Parallax is the method for the very shortest distances (nearby stars).
For intermediate distances (distant stars in our own galaxy, relatively nearby galaxies), most of the methods come down to finding some sort of "standard candle" - something that you know the intrinsic brightness of, so you can use its apparent brightness and the inverse square law to calculate its distance. Astronomers tend to use particular types of variable stars (stars with a well-defined cycle of brightness changes) for this purpose. For galaxies, you can sometimes use averaged properties of all the stars to estimate the distance.

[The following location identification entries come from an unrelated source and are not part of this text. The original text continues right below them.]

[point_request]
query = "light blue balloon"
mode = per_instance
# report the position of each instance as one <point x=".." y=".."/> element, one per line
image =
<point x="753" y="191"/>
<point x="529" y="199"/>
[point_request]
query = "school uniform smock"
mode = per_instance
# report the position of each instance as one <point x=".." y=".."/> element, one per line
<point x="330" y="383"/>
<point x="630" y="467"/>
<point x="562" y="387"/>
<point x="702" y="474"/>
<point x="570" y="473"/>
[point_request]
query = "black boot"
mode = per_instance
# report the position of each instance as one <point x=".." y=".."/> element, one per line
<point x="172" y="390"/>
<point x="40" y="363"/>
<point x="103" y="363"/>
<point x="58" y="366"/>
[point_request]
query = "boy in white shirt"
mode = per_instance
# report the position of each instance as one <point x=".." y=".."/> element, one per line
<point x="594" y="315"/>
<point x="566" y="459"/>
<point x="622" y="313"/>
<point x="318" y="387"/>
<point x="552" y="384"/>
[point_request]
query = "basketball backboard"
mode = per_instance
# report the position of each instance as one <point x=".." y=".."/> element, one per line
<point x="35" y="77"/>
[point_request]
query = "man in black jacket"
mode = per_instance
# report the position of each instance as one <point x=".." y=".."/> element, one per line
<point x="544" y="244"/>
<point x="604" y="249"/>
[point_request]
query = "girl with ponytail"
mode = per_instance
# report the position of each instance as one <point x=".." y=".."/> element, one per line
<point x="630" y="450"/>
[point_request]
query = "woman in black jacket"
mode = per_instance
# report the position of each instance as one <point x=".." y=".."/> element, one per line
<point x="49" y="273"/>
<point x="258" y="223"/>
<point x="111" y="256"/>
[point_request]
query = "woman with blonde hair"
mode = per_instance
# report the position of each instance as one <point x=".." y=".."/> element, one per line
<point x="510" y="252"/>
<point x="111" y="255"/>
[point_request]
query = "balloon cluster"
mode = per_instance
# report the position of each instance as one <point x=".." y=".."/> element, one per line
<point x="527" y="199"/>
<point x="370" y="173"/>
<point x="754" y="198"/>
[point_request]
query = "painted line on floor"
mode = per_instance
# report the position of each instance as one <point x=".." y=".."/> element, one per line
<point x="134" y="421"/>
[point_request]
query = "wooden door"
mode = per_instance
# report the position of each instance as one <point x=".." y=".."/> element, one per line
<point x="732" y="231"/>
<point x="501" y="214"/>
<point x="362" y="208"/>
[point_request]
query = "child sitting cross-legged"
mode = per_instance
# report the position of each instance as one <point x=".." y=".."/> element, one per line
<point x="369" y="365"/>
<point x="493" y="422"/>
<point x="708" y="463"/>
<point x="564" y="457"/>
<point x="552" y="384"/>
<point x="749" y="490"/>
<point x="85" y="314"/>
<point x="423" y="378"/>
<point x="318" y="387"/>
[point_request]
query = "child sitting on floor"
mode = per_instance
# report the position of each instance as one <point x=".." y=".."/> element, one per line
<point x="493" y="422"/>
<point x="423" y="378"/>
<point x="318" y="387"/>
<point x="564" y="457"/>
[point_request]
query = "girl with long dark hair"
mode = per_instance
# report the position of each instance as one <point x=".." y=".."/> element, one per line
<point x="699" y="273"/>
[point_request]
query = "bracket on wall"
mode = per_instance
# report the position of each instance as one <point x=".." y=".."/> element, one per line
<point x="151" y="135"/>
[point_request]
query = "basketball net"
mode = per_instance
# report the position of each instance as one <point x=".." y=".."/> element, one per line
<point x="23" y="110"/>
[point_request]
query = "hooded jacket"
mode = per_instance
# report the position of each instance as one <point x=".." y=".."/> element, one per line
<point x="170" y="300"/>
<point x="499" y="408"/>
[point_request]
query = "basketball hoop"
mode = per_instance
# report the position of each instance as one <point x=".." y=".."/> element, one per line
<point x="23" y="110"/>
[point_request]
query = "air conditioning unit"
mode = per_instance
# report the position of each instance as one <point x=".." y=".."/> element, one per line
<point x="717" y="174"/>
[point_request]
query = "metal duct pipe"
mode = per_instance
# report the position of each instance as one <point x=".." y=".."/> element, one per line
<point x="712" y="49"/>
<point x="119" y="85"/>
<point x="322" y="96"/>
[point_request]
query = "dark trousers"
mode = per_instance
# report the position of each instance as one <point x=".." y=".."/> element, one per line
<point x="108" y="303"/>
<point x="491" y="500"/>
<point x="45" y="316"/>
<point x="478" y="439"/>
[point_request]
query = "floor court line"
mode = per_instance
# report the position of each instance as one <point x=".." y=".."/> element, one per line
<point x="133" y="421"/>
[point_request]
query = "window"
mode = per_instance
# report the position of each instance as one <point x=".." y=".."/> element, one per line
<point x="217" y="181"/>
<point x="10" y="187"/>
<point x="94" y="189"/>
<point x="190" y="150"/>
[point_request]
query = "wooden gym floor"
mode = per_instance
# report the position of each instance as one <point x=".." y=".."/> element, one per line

For cosmological distances (very distant galaxies) the most common trick is to use redshift. Because of the universe's expansion, an object twice as far away is receding from us twice as fast, and so its light is Doppler-shifted twice as much. Ideally, you look for known features of the object's spectrum and see what wavelength they have ended up at. This is what people are talking about when they measure the distance to Hubble's latest find.
There is also a complementary method that uses standard candles at cosmological distances. In this case, you use Type Ia supernovae, a particular type of exploding star that looks pretty much the same every time. They're bright enough to be seen very far away, and again you can get the distance using the inverse square law (modified by general relativity). It's the difference between this method and the redshift method that provides the strongest evidence for dark energy - it shows us that the universe is expanding faster than we expect, and that this expansion is accelerating.
Also, you're perception of the past is wrong. If I'm a light-year away from something and see something happening, I can say that in my reference frame, that happened a year ago. Someone travelling at speeds approaching c might disagree, but that's another story.
And a light-year is a measure of distance. If you specify "the time it takes for light to travel a light-year" than you have a measure of time, but that was not what the original story poster wrote (although you could assume it since the telescopes are recieving light).